Autre variation, à Clermont-Ferrand et Rouen, le système est adossé à une licence nouvelle en "sciences pour la santé". Le modèle PluriPass à Angers est le seul modèle radicalement différent : la Paces a en effet été totalement supprimée au profit d'un parcours pluridisciplinaire "plurisanté". Les étudiants sont sélectionnés en fin de L1 ou en milieu de L2.

"L'objectif de la troisième vague d'expérimentations est d'augmenter la taille de l'échantillon, pour affiner l'évaluation", explique-t-on du côté du cabinet de Najat Vallaud-Belkacem, la ministre de l'Éducation nationale, de l'Enseignement supérieur et de la Recherche. "Lors des précédents appels à candidatures, tous les établissements n'étaient pas prêts, certains dossiers avaient été rejetés : c'est l'occasion de leur redonner une chance, dans les mêmes conditions que précédemment", précise-t-on.

L'objectif de la troisième vague d'expérimentations est d'augmenter la taille de l'échantillon, pour affiner l'évaluation.

cinq universités supplémentaires intéressées

"Ces candidatures devraient fortement ressembler à ce qui se fait déjà, le cadre législatif étant très contraignant", estime Jean-Luc Dubois-Randé, président de la Conférence des doyens de médecine et doyen à l'Upec (université Paris-Est-Créteil). Selon lui, "on se dirige vers des modèles mixtes entre l'AlterPaces et le PluriPass d'Angers". D'ores et déjà, "cinq universités supplémentaires" seraient intéressées, dont Montpellier et l'Upec.

De son côté, l'ANEMF (Association nationale des étudiants en médecine de France), "n'est pas du tout contre de nouvelles expérimentations", mais se dit "vigilante à ce qu'il n'y ait de modèle unique" et que le contexte local soit pris en compte.

Malgré des points positifs...

Ce troisième appel à projets s'appuie sur un premier bilan des expérimentations démarrées pour certaines à la rentrée 2014 et pour d'autres à la rentrée 2015. Bilan, qui malgré des points positifs, fait apparaître les nombreux défis auxquelles sont confrontées ces expérimentations.

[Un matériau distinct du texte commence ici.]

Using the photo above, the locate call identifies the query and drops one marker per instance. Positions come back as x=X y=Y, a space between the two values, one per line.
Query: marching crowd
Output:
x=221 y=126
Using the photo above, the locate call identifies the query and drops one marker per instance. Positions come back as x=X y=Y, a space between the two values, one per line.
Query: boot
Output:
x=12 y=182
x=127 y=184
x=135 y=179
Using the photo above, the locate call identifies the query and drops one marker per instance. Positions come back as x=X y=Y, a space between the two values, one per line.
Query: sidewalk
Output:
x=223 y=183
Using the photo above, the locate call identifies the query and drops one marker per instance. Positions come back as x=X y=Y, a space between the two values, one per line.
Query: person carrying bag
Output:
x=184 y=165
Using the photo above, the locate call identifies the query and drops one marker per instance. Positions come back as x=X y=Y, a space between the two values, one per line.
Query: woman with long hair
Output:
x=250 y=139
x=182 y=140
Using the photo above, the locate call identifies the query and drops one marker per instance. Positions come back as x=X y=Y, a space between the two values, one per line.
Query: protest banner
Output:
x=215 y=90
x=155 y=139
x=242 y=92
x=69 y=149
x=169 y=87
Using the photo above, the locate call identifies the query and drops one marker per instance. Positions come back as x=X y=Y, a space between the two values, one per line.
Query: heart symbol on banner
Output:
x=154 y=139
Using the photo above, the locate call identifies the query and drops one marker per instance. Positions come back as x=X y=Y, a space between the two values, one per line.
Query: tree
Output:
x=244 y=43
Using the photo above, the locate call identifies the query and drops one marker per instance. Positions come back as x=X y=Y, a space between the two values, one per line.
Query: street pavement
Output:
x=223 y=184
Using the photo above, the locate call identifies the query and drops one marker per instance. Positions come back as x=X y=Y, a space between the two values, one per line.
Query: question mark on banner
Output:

Parmi les points positifs, Jean-Paul Saint-André, ancien président de l'université d'Angers et auteur de ce rapport-bilan, liste "la suppression du redoublement" dans les expérimentations – une mesure favorisant la réussite des étudiants, entraînant "une économie substantielle" et réglant aussi "les problèmes de capacité d'accueil en Paces" – et l'obligation faite aux étudiants, dans le modèle PluriPass d'Angers, d'élaborer deux projets professionnels au cours de la L1.

Les effectifs engagés dans les différentes AlterPaces sont faibles.
(J.-P. Saint-André)

... Un déficit d'attractivité pour ces modèles alternatifs

Malgré ces avantages , le "déficit d'attractivité" des expérimentations est également mis en avant. "Ces filières sont encore trop souvent perçues par les étudiants comme des traquenards", confirme Jean-Luc Dubois-Randé.

De fait, "les effectifs engagés dans les différentes AlterPaces sont faibles", relève l'auteur du rapport. C'est donc bien "la lisibilité de ces filières" qui est en jeu : représentant "une très faible part du numerus clausus", elles sont "peu identifiables sur APB".  À l'université de Tours, seuls sept étudiants ont été admis en médecine par cette voie alors que 23 places étaient ouvertes, et un seul en pharmacie pour dix places ouvertes.

En matière de diversification du recrutement, le constat est également mitigé. À Angers, la quasi totalité des admis sont des bacheliers S avec mention.

Quels moyens ?

Enfin et surtout, la question des moyens est soulevée. Alors que le précédent appel à projets précisait que les expérimentations devaient se faire à moyens constants, rien n'est précisé cette fois-ci. Dans son rapport, Jean-Paul Saint-André préconise qu'"une partie des 1.000 postes prévus pour 2017 dans le plan quinquennal de création d'emplois pour l'ESR soit réservée à ces expérimentations."

Une demande également appuyée par la Conférence des doyens de médecine, qui espère une annonce allant en ce sens lors du déplacement de Thierry Mandon, secrétaire d'État à l'Enseignement supérieur et à la Recherche, à l'université d'Angers, le 5 décembre 2016.